We also have two Ph.D. students working on this project: Alejandro Rodriguez and Korn Sooksatra.

This project was motivated by the increasing pattern of people buying and selling goods and services directly from other people via online marketplaces. While many online marketplaces enable transactions among reputable buyers and sellers, some platforms are vulnerable to suspicious transactions. This project investigates whether it is possible to automate the detection of illegal goods or services within online marketplaces. First, the project team will analyze the text of online advertisements and marketplace policies to identify indicators of suspicious activity. Then, the team will adapt the findings to a specific context to locate stolen motor vehicle parts advertised via online marketplaces. Together, the work will lead to general ways to identify signals of illegal online sales that can be used to help people choose trustworthy marketplaces and avoid illicit actors. This project will also provide law enforcement agencies and online marketplaces with insights to gather evidence on illicit goods or services on those marketplaces.

This research assesses the feasibility of modeling illegal activity in online consumer-to-consumer (C2C) platforms, using platform characteristics, seller profiles, and advertisements to prioritize investigations using actionable intelligence extracted from open-source information. The project is organized around three main steps. First, the research team will combine knowledge from computer science, criminology, and information systems to analyze online marketplace technology platform policies and identify platform features, policies, and terms of service that make platforms more vulnerable to criminal activity. Second, building on the understanding of platform vulnerabilities developed in the first step, the researchers will generate and train deep learning-based language models to detect illicit online commerce. Finally, to assess the generalizability of the identified markers, the investigators will apply the models to markets for motor vehicle parts, a licit marketplace that sometimes includes sellers offering stolen goods. This project establishes a cross-disciplinary partnership among a diverse group of researchers from different institutions and academic disciplines with collaborators from law enforcement and industry to develop practical, actionable insights.

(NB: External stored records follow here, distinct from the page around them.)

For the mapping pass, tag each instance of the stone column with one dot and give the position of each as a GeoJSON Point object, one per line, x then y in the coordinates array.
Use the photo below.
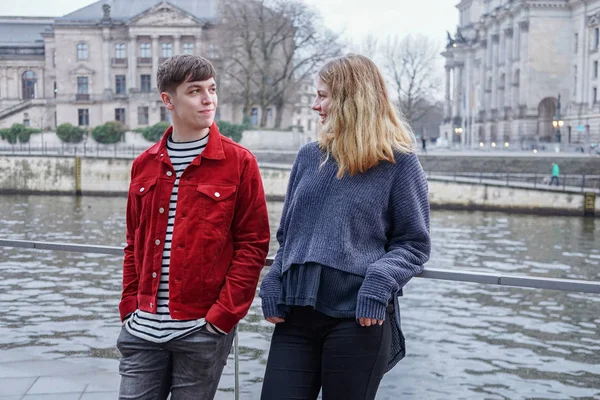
{"type": "Point", "coordinates": [132, 63]}
{"type": "Point", "coordinates": [495, 73]}
{"type": "Point", "coordinates": [176, 44]}
{"type": "Point", "coordinates": [198, 45]}
{"type": "Point", "coordinates": [524, 50]}
{"type": "Point", "coordinates": [154, 60]}
{"type": "Point", "coordinates": [4, 84]}
{"type": "Point", "coordinates": [106, 60]}
{"type": "Point", "coordinates": [509, 88]}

Self-supervised modeling. After providing a corpus associated with a C2C domain of interest and ontologies, we will extract features followed by attention mechanisms for self-supervised and supervised tasks. The self-supervised models include the completion of missing information and domain-specific text encoding for learning representations. Then supervised tasks will leverage these representations to learn the relationships with targets.